El pueblo mapuche no se siente chileno ni argentino. Son “Gente de la Tierra” que habitan la Walmapu y hablan mapudungún. Pero el Estado, ese mismo que les discrimina por su tono de piel o su lengua, les obliga a ‘chilenizarse’ o ‘argentinizarse’. Por eso ellos hablan de un neocolonialismo que hoy, como en el siglo XIX, les impide ser ellos mismos, e invisibiliza su historia y su cultura. Chilenos y argentinos desconocen, por ejemplo, que los mapuche sabían que la Tierra era redonda mucho antes de que los europeos arribasen aquí. Los estados de Chile y Argentina prefirieron concebirlos como unos salvajes a los que era legítimo dominar.
Criminalizan las resistencias
Cuando no basta con la ideología, con la escuela, con la fuerza de las leyes y la burocracia, entra en escena la violencia. En 2011, la Comisión Interamericana de Derechos Humanos (CIDH) requirió del Estado argentino medidas cautelares para proteger a los mapuche –y también a la comunidad Qom, al norte del país– de las amenazas y muertes que han sufrido como consecuencia del avance de los megaproyectos extractivistas.
Más dura ha sido la represión de los mapuche en Chile, al amparo de una arbitraria, confusa e injusta utilización de la Ley Antiterrorista, según ha denunciado el relator de Derechos Humanos de la ONU Ben Emmerson. A lo largo y ancho de Latinoamérica, el saqueo del extractivismo provoca las resistencias de las comunidades, y la respuesta del Estado, en la mayoría de los casos, es criminalizar esas luchas y judicializar a los implicados.
Pese a todo, no parece que las resistencias estén en retroceso, todo lo contrario. Tras una larga noche de 500 años, las luchas indígenas resurgen frente a la voracidad de un capitalismo se presenta sin máscaras. Sus sociedades, seguramente, distan mucho de ser perfectas, pero contienen una sabiduría profunda.

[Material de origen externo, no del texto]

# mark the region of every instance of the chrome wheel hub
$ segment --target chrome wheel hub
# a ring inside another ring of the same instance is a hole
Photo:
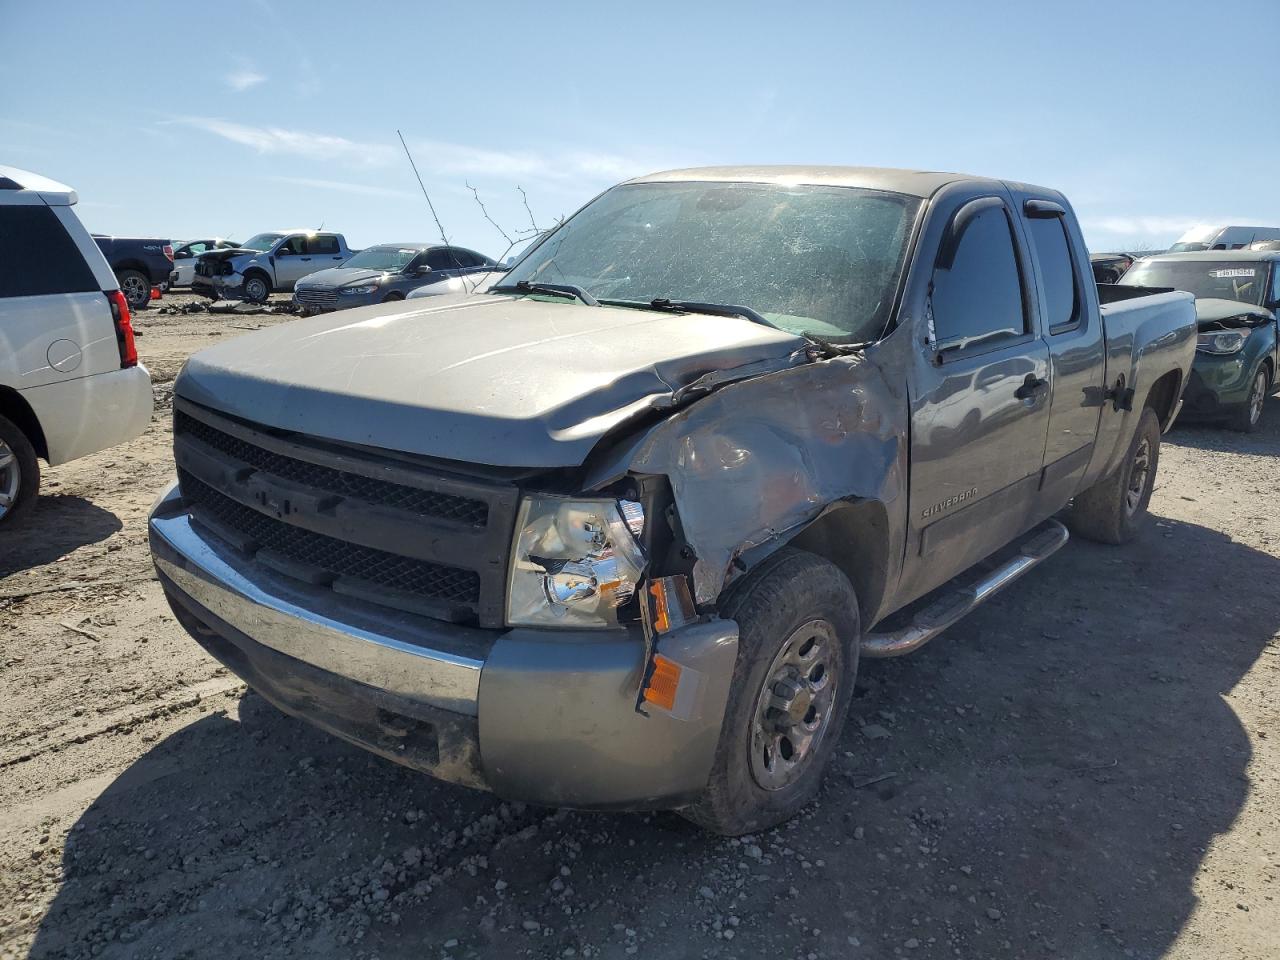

¿Y si la naturaleza no fuese algo externo al ser humano, algo de lo que debemos apropiarnos para progresar? Las cosmovisiones indígenas invitan a replantearnos nuestros conceptos de desarrollo, eficiencia y rentabilidad. ¿Es rentable quebrar la montaña para extraer un oro que irá a parar a los depósitos de algún banco al otro lado del mundo? ¿Es eficiente privatizar el agua?
En estos momentos de transición, donde lo viejo ya no sirve pero lo nuevo no termina de nacer, es cada vez más urgente hacernos esas preguntas. Kuntxemañ cree que el cambio es posible: confía en las nuevas generaciones, tanto mapuche como winka. Tal vez la enormidad del desafío contiene a su vez una utopía posible para América Latina, y para el mundo.